Menu and Fiber Estimates


  • 1g English Muffin with Butter
  • 1g MorningStar Farms vegetarian Bacon Strips
  • 10 ounces Milk
  • 2.5g Kiwi and 2.5g half a Pear


  • Tabouleh (1g Parsley, 0.25g Onion, 1g Paprika, 1g Couscous)
  • 2g Hummus
  • 1g Indian Flatbread
  • 4g Avocado slices
  • 2g Carrot sticks, 0.3g cucumber slices, and homemade Ranch dressing


  • 3g Worthington vegetarian Skallops dipped in cornmeal and deep-fried with ketchup
  • 2g Carrot sticks, 0.3g cucumber slices, and homemade Ranch dressing
  • 0.75g Peaches
  • 4g Pumpkin Bread with 1g in Peanut Butter

The grand total is 28.3g of fiber for the items I could easily determine a fiber value for. Naturally, my tabouleh has more than parsley and onion in it, but it was hard to calculate the amount of fiber in the tomato, chives, lemon and oil. A few items amazed me, like how much fiber is in pumpkin! Yet, it's such a clear way to explain the importance of quality grains and fruits and vegetables in the diet. Otherwise, there would be little fiber in my diet and I would be more concerned about the five benefits mentioned above that I could be missing.
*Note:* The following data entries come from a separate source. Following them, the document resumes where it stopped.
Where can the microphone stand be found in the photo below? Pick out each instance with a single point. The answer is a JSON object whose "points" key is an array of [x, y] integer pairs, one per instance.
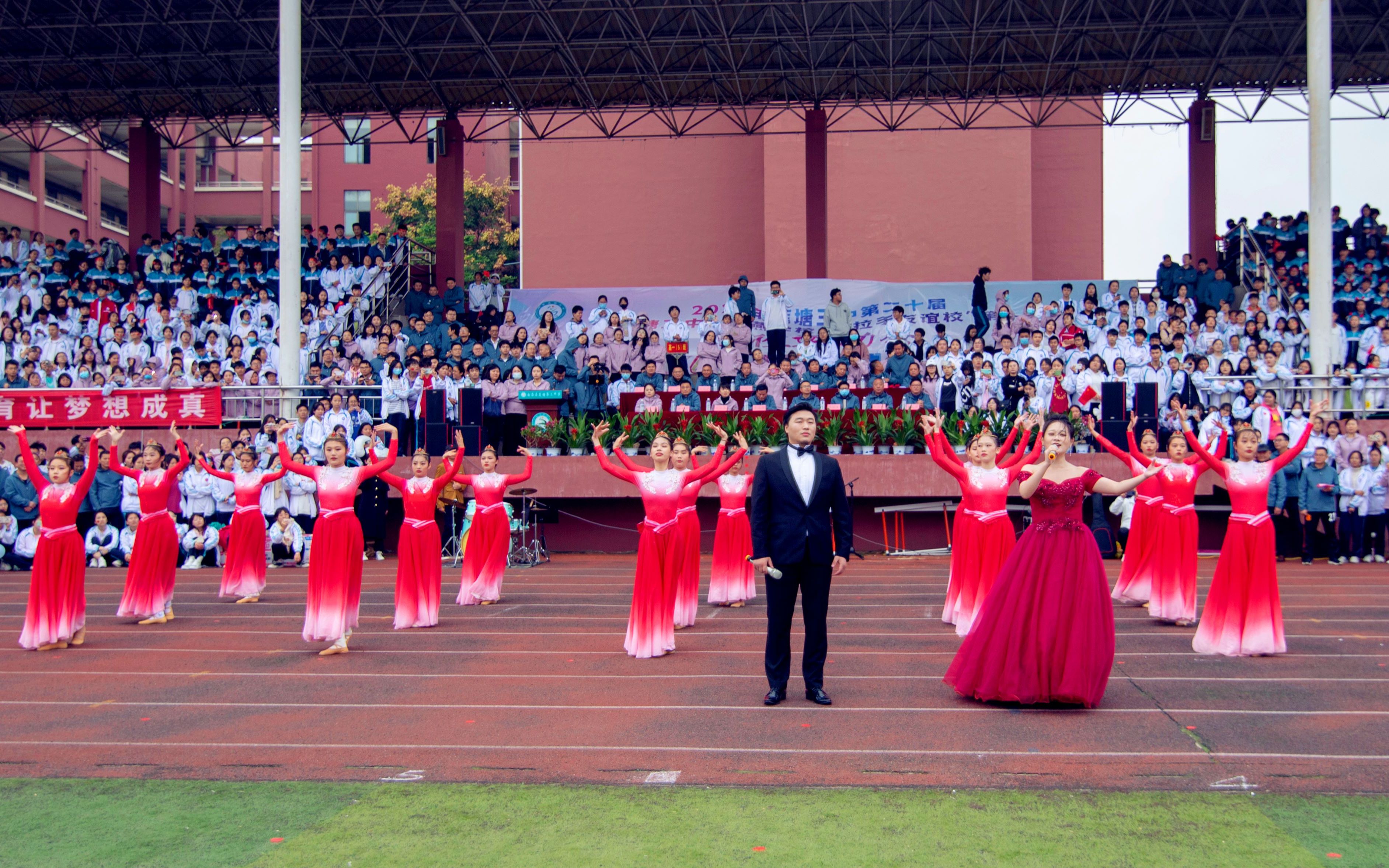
{"points": [[853, 551]]}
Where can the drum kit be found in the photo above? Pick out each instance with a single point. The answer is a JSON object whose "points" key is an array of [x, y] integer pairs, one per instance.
{"points": [[528, 533]]}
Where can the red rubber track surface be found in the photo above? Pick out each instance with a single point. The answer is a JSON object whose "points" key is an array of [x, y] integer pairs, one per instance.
{"points": [[538, 689]]}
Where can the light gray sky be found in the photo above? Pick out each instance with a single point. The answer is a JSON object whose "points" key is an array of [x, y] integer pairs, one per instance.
{"points": [[1259, 167]]}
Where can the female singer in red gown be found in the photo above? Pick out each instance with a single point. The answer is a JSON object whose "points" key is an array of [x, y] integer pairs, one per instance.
{"points": [[1135, 582], [1173, 559], [651, 627], [490, 537], [56, 614], [419, 574], [335, 553], [1244, 616], [732, 581], [149, 580], [688, 533], [1047, 631], [984, 535], [244, 574]]}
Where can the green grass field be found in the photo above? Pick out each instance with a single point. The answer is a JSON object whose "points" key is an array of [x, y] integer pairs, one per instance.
{"points": [[114, 823]]}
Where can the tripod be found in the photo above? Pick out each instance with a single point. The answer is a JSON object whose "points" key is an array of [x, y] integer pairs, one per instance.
{"points": [[853, 551]]}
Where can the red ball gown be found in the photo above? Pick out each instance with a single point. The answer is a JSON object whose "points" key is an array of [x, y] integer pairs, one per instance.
{"points": [[1244, 614], [651, 627], [982, 534], [335, 553], [149, 581], [731, 575], [244, 574], [419, 567], [58, 593], [490, 535], [1047, 631], [1135, 582]]}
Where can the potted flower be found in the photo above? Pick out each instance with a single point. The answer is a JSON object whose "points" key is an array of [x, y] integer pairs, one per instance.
{"points": [[885, 432], [832, 434], [580, 435], [759, 434], [862, 434]]}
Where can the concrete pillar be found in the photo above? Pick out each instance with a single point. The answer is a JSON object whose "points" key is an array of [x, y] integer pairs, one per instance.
{"points": [[175, 161], [92, 192], [189, 184], [38, 185], [1202, 220], [449, 221], [817, 195], [269, 177], [143, 212]]}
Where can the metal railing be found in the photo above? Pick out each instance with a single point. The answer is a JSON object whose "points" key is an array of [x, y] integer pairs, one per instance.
{"points": [[1352, 395]]}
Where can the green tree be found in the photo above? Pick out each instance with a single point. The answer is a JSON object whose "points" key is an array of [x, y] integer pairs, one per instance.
{"points": [[490, 239]]}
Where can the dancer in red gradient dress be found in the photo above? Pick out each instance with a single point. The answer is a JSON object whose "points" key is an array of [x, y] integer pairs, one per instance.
{"points": [[419, 568], [1047, 631], [984, 535], [56, 614], [490, 535], [1173, 562], [1244, 616], [149, 581], [1135, 582], [732, 581], [651, 627], [688, 531], [335, 553], [244, 574]]}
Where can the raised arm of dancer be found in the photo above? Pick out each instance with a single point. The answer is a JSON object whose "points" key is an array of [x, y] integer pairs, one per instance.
{"points": [[1284, 460], [295, 467], [453, 467], [1212, 461], [940, 449], [1019, 455], [1033, 457], [32, 467], [526, 474], [385, 464], [212, 470]]}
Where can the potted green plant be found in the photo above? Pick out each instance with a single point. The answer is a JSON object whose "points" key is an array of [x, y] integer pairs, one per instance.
{"points": [[885, 431], [580, 435], [862, 434], [759, 434], [832, 434]]}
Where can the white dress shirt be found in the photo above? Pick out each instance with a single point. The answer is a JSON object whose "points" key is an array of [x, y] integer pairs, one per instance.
{"points": [[803, 470]]}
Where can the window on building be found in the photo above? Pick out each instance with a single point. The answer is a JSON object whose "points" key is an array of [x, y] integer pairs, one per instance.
{"points": [[358, 209], [359, 141]]}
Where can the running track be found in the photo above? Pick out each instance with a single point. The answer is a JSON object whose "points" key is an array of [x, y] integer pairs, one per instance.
{"points": [[538, 689]]}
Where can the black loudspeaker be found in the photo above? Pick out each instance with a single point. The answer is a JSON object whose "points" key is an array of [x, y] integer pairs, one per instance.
{"points": [[471, 437], [1112, 403], [1145, 406], [437, 438], [434, 406], [470, 407]]}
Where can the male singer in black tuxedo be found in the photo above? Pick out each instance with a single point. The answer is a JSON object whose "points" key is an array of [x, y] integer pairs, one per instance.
{"points": [[801, 527]]}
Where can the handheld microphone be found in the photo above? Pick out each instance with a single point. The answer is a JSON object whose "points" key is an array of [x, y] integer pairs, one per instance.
{"points": [[772, 571]]}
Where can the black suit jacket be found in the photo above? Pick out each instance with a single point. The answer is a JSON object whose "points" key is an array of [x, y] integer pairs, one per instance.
{"points": [[788, 530]]}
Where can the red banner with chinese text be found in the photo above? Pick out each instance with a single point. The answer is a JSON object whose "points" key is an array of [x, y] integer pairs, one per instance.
{"points": [[124, 407]]}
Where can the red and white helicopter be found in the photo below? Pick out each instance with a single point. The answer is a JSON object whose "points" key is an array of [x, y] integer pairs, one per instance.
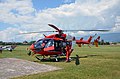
{"points": [[55, 45]]}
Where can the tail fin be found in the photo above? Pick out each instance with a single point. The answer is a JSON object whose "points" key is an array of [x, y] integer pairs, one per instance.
{"points": [[44, 35], [90, 38], [81, 39]]}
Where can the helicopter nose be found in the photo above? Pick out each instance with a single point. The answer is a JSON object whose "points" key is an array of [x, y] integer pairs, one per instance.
{"points": [[32, 47]]}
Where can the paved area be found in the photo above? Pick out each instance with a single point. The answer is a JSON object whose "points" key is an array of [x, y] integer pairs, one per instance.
{"points": [[12, 67]]}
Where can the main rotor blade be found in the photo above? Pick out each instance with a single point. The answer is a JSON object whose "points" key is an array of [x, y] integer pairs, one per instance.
{"points": [[55, 27], [64, 31], [84, 30], [38, 32]]}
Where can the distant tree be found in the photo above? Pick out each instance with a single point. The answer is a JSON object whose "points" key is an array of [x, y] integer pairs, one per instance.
{"points": [[102, 42], [25, 42]]}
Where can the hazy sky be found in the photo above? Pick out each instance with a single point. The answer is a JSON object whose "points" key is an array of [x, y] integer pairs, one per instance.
{"points": [[18, 16]]}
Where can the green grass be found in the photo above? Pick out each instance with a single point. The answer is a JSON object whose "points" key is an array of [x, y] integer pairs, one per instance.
{"points": [[105, 65]]}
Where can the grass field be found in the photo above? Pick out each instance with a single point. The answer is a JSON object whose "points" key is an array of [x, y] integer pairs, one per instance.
{"points": [[104, 65]]}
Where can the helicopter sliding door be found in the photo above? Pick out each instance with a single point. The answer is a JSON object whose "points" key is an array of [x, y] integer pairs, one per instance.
{"points": [[49, 45]]}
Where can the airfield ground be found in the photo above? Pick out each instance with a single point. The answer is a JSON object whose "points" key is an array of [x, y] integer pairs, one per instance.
{"points": [[101, 63]]}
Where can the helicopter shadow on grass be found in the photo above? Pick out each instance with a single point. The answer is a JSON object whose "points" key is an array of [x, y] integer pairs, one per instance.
{"points": [[63, 59]]}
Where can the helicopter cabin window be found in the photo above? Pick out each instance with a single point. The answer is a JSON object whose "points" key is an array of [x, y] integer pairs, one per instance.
{"points": [[38, 44], [49, 43], [57, 45]]}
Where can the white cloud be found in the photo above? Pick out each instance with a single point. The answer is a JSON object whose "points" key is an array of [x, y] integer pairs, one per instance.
{"points": [[83, 14]]}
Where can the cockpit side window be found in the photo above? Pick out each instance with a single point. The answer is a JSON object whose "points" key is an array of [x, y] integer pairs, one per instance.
{"points": [[38, 44]]}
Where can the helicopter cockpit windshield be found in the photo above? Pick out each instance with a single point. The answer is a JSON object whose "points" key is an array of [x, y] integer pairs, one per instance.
{"points": [[49, 43]]}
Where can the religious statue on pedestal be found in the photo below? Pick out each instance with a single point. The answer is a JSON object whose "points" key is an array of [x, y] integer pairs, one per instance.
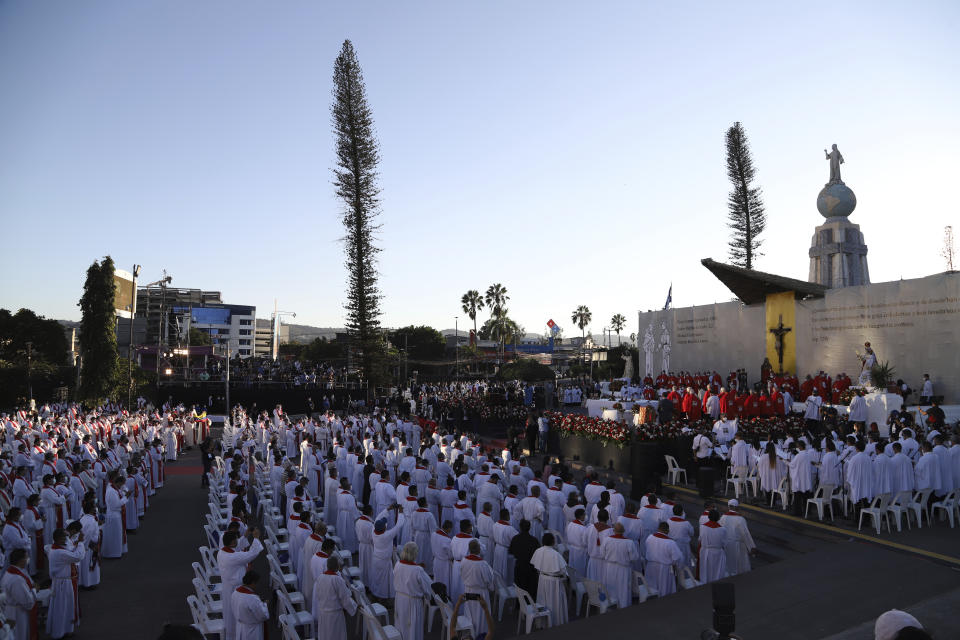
{"points": [[649, 345], [835, 161], [867, 361], [665, 347], [627, 364]]}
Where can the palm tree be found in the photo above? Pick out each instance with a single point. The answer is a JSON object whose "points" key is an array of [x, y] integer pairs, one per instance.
{"points": [[472, 302], [582, 317], [618, 322], [496, 298]]}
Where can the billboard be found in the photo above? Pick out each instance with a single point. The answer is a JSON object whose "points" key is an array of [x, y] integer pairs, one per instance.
{"points": [[125, 299]]}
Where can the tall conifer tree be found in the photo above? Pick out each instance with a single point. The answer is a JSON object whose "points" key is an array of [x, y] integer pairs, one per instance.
{"points": [[98, 337], [355, 177], [746, 218]]}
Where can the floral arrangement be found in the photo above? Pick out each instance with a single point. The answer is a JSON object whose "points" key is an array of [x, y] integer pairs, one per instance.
{"points": [[619, 433], [847, 395]]}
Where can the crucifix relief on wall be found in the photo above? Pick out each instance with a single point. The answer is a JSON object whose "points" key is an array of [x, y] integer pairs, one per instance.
{"points": [[779, 332]]}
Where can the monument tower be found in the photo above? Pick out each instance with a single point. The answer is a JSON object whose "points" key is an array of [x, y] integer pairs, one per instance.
{"points": [[838, 254]]}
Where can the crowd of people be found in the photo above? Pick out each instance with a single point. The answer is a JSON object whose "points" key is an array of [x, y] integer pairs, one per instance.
{"points": [[73, 483], [403, 513]]}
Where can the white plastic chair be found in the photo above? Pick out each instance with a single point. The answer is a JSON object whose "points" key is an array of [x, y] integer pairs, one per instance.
{"points": [[446, 612], [300, 618], [674, 471], [200, 573], [202, 622], [783, 490], [214, 608], [529, 612], [502, 594], [900, 506], [949, 505], [596, 597], [686, 580], [877, 511], [922, 499], [821, 499], [641, 588], [373, 628]]}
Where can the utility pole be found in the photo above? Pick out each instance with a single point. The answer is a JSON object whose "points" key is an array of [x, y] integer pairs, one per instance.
{"points": [[29, 381], [133, 311]]}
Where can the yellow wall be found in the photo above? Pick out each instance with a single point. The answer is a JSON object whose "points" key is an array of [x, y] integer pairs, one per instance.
{"points": [[785, 304]]}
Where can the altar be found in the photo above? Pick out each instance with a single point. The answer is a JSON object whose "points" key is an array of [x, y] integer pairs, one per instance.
{"points": [[596, 408]]}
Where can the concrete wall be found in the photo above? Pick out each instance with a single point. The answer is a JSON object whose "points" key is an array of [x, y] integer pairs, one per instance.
{"points": [[913, 324]]}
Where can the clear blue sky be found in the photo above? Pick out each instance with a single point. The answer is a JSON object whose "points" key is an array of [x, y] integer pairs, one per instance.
{"points": [[571, 151]]}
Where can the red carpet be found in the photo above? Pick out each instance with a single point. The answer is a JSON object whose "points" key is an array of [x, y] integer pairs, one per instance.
{"points": [[174, 469]]}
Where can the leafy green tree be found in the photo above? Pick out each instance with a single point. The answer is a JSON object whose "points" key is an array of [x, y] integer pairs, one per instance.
{"points": [[46, 337], [199, 337], [355, 177], [421, 342], [472, 302], [747, 219], [618, 322], [98, 338]]}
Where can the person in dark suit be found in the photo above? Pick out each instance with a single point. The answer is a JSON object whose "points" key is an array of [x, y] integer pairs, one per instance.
{"points": [[522, 547]]}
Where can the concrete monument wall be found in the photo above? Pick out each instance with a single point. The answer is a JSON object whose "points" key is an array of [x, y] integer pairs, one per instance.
{"points": [[913, 324]]}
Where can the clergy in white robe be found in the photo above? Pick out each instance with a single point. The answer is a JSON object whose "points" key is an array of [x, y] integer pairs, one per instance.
{"points": [[476, 577], [681, 532], [927, 470], [232, 565], [63, 612], [859, 475], [364, 528], [20, 597], [713, 554], [347, 514], [114, 542], [620, 553], [576, 533], [250, 610], [901, 470], [331, 598], [90, 567], [662, 554], [551, 590], [14, 535], [593, 540], [311, 546], [412, 585], [739, 543], [442, 556], [381, 569], [423, 524]]}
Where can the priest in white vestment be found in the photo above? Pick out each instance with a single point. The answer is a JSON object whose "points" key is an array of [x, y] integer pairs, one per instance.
{"points": [[331, 598], [477, 578], [663, 554], [620, 553], [713, 555], [412, 585], [551, 591], [250, 610]]}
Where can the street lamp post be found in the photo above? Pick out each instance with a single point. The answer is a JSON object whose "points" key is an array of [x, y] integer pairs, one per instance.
{"points": [[133, 311], [29, 381]]}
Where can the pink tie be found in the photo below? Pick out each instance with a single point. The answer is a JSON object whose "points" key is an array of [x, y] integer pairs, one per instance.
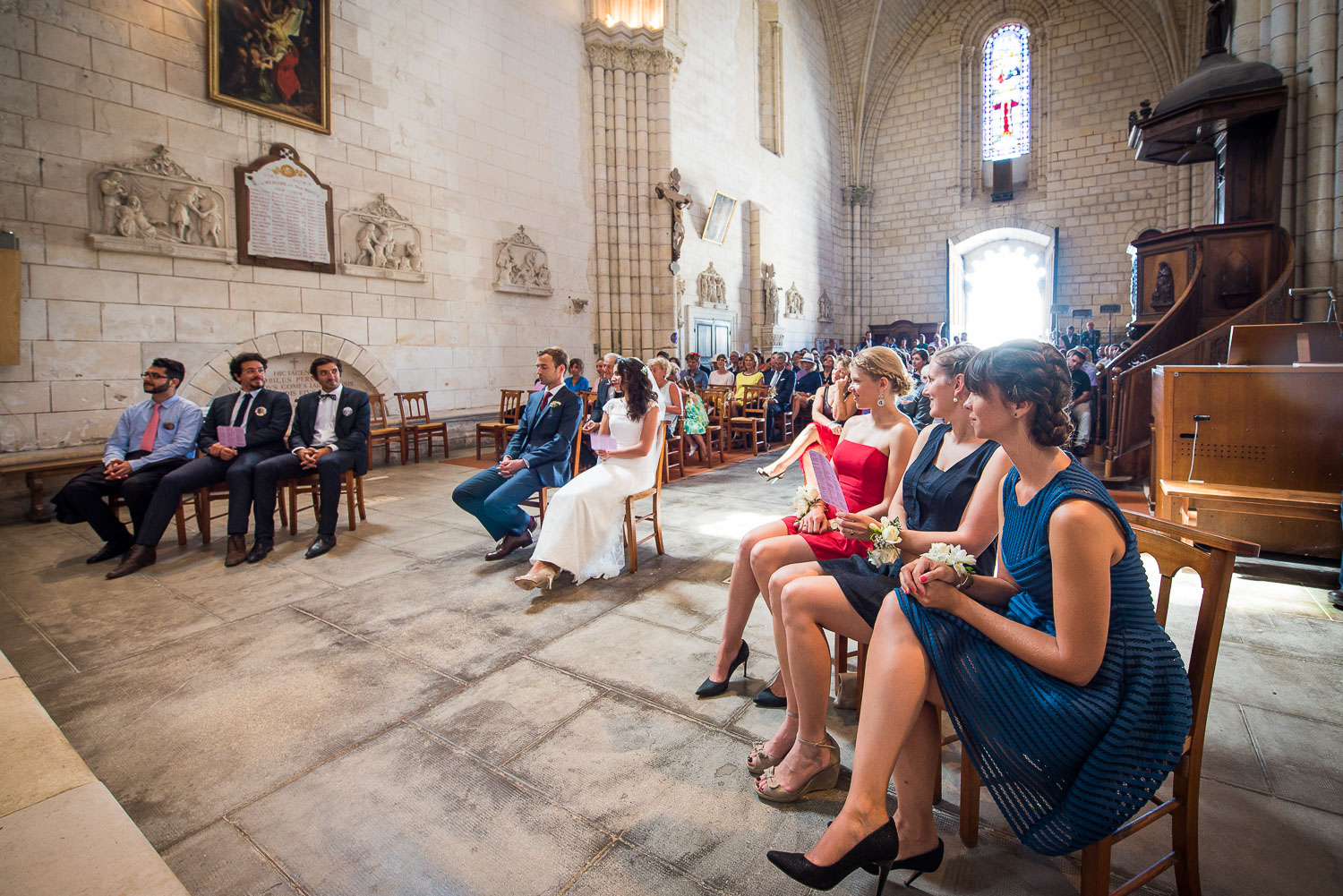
{"points": [[147, 440]]}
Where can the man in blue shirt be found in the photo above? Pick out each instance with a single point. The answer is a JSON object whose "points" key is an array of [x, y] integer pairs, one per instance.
{"points": [[152, 439]]}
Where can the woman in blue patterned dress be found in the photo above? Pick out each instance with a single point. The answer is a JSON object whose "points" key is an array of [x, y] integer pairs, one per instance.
{"points": [[1069, 699]]}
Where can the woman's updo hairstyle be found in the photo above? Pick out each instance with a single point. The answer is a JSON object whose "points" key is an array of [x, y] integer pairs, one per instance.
{"points": [[880, 362], [1025, 370], [637, 386]]}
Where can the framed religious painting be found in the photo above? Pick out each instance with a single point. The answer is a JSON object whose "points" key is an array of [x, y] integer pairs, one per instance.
{"points": [[720, 215], [273, 58]]}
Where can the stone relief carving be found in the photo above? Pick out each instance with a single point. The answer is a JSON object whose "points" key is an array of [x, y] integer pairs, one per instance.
{"points": [[378, 241], [711, 289], [520, 266], [827, 306], [156, 207]]}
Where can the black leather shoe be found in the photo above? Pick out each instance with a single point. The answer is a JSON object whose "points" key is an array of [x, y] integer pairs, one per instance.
{"points": [[109, 551], [508, 544], [261, 547]]}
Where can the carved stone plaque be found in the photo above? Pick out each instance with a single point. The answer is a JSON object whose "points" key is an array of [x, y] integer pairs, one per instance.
{"points": [[155, 207], [521, 266], [378, 241], [284, 214]]}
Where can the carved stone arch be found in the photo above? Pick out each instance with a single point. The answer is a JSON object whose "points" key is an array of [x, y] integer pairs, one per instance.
{"points": [[209, 379]]}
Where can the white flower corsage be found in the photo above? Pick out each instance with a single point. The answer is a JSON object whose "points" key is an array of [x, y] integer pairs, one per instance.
{"points": [[885, 539], [808, 498], [955, 557]]}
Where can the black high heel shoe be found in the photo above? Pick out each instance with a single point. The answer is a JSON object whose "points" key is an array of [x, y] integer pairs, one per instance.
{"points": [[878, 848], [712, 688]]}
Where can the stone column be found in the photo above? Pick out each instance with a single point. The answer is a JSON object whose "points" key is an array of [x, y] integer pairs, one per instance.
{"points": [[631, 80]]}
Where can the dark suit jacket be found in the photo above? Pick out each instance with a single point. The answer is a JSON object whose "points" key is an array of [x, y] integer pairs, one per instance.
{"points": [[268, 418], [545, 435], [352, 422]]}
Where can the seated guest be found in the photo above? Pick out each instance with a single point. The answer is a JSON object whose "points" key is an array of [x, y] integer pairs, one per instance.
{"points": [[537, 455], [575, 380], [695, 372], [782, 380], [263, 415], [1069, 697], [722, 375], [152, 439], [869, 461], [947, 495], [330, 435]]}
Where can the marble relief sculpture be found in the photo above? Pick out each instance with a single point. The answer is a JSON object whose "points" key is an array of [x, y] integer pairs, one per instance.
{"points": [[521, 266], [378, 241], [156, 207]]}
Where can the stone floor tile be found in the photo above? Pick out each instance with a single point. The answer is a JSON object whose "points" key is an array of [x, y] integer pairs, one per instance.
{"points": [[507, 711], [657, 664], [219, 861], [1303, 758], [226, 715], [407, 815]]}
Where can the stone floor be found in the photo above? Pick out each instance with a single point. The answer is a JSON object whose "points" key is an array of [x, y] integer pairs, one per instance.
{"points": [[398, 718]]}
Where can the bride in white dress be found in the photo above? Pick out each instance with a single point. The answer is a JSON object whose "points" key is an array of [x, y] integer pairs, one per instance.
{"points": [[586, 517]]}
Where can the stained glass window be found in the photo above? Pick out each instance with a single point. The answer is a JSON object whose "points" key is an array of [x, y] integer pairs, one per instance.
{"points": [[1006, 115]]}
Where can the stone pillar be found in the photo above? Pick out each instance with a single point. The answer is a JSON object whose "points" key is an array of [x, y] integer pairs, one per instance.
{"points": [[631, 83]]}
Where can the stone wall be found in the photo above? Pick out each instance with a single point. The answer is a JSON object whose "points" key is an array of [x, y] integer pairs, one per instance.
{"points": [[472, 120]]}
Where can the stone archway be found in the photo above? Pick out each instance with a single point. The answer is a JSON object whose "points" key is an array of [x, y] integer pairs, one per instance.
{"points": [[360, 364]]}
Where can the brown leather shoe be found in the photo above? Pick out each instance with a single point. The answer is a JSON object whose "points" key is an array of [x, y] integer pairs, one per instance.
{"points": [[236, 550], [139, 558], [508, 544]]}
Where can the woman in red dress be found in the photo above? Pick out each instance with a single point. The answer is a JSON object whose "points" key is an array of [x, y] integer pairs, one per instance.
{"points": [[869, 461]]}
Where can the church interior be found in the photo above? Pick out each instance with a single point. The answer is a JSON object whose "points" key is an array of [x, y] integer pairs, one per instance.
{"points": [[492, 231]]}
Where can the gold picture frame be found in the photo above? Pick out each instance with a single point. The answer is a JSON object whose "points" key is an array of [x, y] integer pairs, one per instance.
{"points": [[719, 219], [277, 64]]}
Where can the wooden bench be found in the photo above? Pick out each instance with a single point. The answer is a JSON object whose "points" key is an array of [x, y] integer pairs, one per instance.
{"points": [[1305, 522]]}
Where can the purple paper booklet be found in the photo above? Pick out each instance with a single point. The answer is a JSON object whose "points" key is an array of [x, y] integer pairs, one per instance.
{"points": [[827, 484], [233, 437]]}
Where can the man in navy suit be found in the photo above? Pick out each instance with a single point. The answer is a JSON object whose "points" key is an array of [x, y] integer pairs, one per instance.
{"points": [[330, 435], [540, 453], [263, 415]]}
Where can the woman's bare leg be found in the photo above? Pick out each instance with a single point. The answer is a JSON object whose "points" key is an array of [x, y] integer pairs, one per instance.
{"points": [[894, 721], [806, 438]]}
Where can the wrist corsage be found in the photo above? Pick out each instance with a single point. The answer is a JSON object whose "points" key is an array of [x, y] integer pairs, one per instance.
{"points": [[808, 498], [885, 538], [956, 558]]}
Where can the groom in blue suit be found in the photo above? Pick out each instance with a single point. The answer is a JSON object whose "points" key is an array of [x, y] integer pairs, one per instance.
{"points": [[540, 453]]}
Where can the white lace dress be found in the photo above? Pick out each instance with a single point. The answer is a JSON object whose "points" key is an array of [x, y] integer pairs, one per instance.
{"points": [[585, 519]]}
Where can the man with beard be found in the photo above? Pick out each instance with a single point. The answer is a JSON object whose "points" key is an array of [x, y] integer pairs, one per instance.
{"points": [[152, 439]]}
What I have learned from this personal growth study is to change a few things in my diet. I will learn to exchange some of the all purpose flour in things like banana bread with whole wheat flower. I will learn how to cook brown rice better and to be more creative with how I use it. And, I just might consider occasionally switching to whole wheat pasta instead of semolina. But, I know it would have to take the right recipe to make that work. Looks like I have a new-year's resolution in the middle of the year!